The output has been lowered from 1.1 mV (standard for Master Signature) to 0.75mV to match my other Grand Cru, and the damper was replaced with a new one of different compliance. I could tell immediately that the output was now similar because I did not have to change the volume setting when switching from one arm/cartridge to the other. And, the slight HF "accent" on muted trumpet and cymbals on one or two LPs is now gone. I knew something had changed when I went to align the cartridge in the same V-12 headshell as I had to slide the arm forward by quite a bit. I also had to lower the VTF as this cartridge came back slightly heavier. Interestingly, the VTA seems about the same, though after I listen to a few more LPs, I will know more.

You can see from the two profile photos that the two cartridges are not identical. The magnets appear to be the same size, so to lower the output, he must have removed some windings or done something else which I can't figure out. The silver cylinder collar where the round tube meets the square magnet is larger on the bottom cartridge. Also, if you look at the cantilever, the white section is different lengths. Finally, the size of the wooden body: in the top photo the front of the body reaches the lower assembly, while in the bottom photo, the wood stops well short of the lower assembly.
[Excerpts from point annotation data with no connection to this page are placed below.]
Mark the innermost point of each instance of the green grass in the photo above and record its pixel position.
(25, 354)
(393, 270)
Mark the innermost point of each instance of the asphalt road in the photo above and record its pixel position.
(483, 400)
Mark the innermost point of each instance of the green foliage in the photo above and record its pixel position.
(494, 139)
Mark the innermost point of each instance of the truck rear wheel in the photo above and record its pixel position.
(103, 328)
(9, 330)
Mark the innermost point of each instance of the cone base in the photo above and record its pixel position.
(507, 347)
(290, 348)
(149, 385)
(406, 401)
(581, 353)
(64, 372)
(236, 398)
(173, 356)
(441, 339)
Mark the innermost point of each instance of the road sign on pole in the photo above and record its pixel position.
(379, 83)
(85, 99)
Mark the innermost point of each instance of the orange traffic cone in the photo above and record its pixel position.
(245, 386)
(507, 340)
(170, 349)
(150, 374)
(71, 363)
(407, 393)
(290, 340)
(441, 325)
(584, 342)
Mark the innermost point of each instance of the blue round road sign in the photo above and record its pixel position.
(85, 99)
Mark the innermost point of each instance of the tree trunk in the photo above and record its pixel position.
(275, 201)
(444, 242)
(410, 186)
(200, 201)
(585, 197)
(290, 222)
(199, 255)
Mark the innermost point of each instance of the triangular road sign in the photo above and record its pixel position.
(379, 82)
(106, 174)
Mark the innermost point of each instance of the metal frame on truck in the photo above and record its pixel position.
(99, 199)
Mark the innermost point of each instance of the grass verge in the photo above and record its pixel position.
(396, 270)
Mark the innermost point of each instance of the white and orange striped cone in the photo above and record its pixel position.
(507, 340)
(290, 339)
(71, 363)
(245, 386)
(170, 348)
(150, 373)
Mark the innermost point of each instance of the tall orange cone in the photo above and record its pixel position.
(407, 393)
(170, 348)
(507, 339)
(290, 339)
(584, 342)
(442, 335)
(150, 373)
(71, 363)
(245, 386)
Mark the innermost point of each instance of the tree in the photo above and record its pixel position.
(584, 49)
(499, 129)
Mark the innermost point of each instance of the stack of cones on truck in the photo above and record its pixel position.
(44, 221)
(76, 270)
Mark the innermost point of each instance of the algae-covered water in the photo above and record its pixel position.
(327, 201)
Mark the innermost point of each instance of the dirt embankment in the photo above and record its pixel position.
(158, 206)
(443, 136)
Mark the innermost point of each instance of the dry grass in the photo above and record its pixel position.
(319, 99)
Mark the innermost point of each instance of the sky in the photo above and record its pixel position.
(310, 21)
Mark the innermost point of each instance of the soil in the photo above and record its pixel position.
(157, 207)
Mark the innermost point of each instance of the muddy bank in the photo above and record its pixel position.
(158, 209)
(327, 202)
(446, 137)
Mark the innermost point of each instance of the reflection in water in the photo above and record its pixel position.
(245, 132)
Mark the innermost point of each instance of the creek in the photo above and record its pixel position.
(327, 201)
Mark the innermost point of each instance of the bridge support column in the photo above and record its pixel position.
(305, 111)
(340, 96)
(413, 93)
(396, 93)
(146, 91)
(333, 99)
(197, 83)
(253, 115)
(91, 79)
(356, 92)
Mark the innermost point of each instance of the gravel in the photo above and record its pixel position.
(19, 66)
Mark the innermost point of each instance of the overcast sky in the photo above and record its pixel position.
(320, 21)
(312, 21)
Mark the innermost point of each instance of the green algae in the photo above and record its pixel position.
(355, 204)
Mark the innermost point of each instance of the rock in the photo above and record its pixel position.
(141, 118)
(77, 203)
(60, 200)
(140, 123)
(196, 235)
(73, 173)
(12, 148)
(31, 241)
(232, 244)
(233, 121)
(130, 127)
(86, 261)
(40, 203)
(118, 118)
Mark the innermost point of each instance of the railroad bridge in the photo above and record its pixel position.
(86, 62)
I am grateful that I can send my vdH cartridges back for an inspection and adjustment depending on what I am hearing and how they might sound in my particular system. This kind of customization seems rare in the cartridge world. The communication and turn around time were superb. I have a lot of respect for Mr. van den Hul. He is a gentleman and a real artist. He loves music and cares deeply about satisfying his customers. At least that has been my experience. These cartridges are the result of incredible passion for his art.